Compliance Becomes Personal

From The Practice July/August 2016
Highlighting key stories about the profession you may have missed

While great power is said to bring great responsibility, we know that the opposite does not always ring true. This is especially the case for compliance officers, who are frequently tasked with the monumental job of ensuring overall corporate compliance and ethics programs, while lacking the resources and power to do so. For many compliance officers, this problem has taken on even more urgency in light of the Department of Justice’s September 2015 memo on individual accountability for corporate wrongdoing (the so-called Yates Memo, named after Deputy Attorney General Sally Quillian Yates), which directed prosecutors to focus on individual accountability in prosecuting corporate wrongdoing, as well as a slew of indictments against compliance officers for failing to implement programs. As a result, there has been a growing concern among the compliance community that they could be held responsible for failures they view as beyond their control. With increased pressure from Washington and continued resistance from the C-suite, compliance officers can find themselves right between a rock and a hard place.

A recent article in the National Law Journal examines this gap between responsibility and power for compliance officers. Drawing from DLA Piper’s 2016 Compliance and Risk Report, the article reviews the very real concerns of compliance officers who face culpability despite lacking the full capacity to do their jobs. According to the survey, only 30 percent of respondents agreed “to a great extent” that they had sufficient resources, clout, and board access to perform their jobs. In addition:

Up to 14 percent of respondents working at public companies indicated that their resources were not sufficient, and 57 percent indicated resistance from their C-suite on budget increases. Twenty-eight percent of total respondents indicated that they lack a sufficient budget, and 27 percent do not even know whether or not their budget meets their needs.

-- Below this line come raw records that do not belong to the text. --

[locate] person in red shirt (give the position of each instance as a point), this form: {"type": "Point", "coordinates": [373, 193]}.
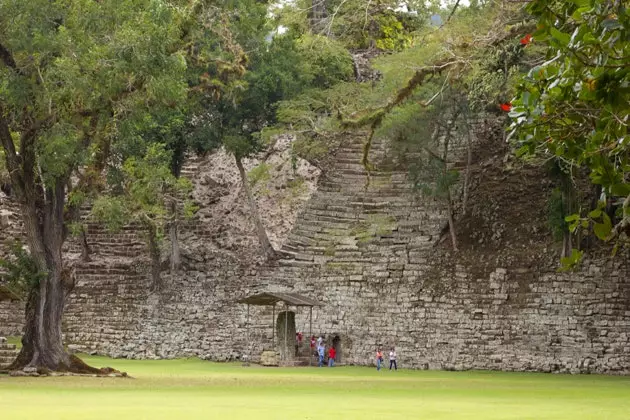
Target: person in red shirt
{"type": "Point", "coordinates": [332, 353]}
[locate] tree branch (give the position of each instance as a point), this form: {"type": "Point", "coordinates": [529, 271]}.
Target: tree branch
{"type": "Point", "coordinates": [7, 58]}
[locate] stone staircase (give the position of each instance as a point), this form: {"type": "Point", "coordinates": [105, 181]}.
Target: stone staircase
{"type": "Point", "coordinates": [8, 352]}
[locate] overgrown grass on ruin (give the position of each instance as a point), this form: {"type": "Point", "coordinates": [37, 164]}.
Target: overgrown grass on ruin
{"type": "Point", "coordinates": [195, 389]}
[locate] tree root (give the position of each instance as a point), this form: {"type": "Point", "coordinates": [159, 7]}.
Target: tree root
{"type": "Point", "coordinates": [74, 367]}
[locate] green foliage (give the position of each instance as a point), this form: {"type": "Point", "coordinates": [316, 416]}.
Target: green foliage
{"type": "Point", "coordinates": [556, 214]}
{"type": "Point", "coordinates": [572, 261]}
{"type": "Point", "coordinates": [325, 62]}
{"type": "Point", "coordinates": [146, 185]}
{"type": "Point", "coordinates": [574, 106]}
{"type": "Point", "coordinates": [310, 149]}
{"type": "Point", "coordinates": [392, 33]}
{"type": "Point", "coordinates": [20, 269]}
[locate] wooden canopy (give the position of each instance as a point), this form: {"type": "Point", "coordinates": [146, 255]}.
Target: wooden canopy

Given these numbers, which reflect the limited power of compliance officers, many compliance officers might be alarmed at the prospect of increased scrutiny by government prosecutors. But rather than being fatalistic, the article encourages compliance officers to use this moment as a chance to push their company leadership to grant them the resources needed to be effective:

This is the moment for compliance professionals to benefit from Washington’s expectations and translate their needs to their C-suites and boards. Many companies only become motivated to build best-in-class compliance programs after a major crisis. Compliance officers need to take the initiative and articulate their resource needs, and inform executives or board members of the need for cyberinsurance, more audits on the ground, or a third-party due diligence platform. Additionally, they should consider making use of fines levied against peers who paid for failing to implement these types of activities; communicate their needs to CEOs, chief financial officers, general counsel, and board members; and compare the costs of those needs with past government fines. The differential will sell itself—in short, turn the Washington confusion into a lever for improvement. Your board and senior leadership will thank you later.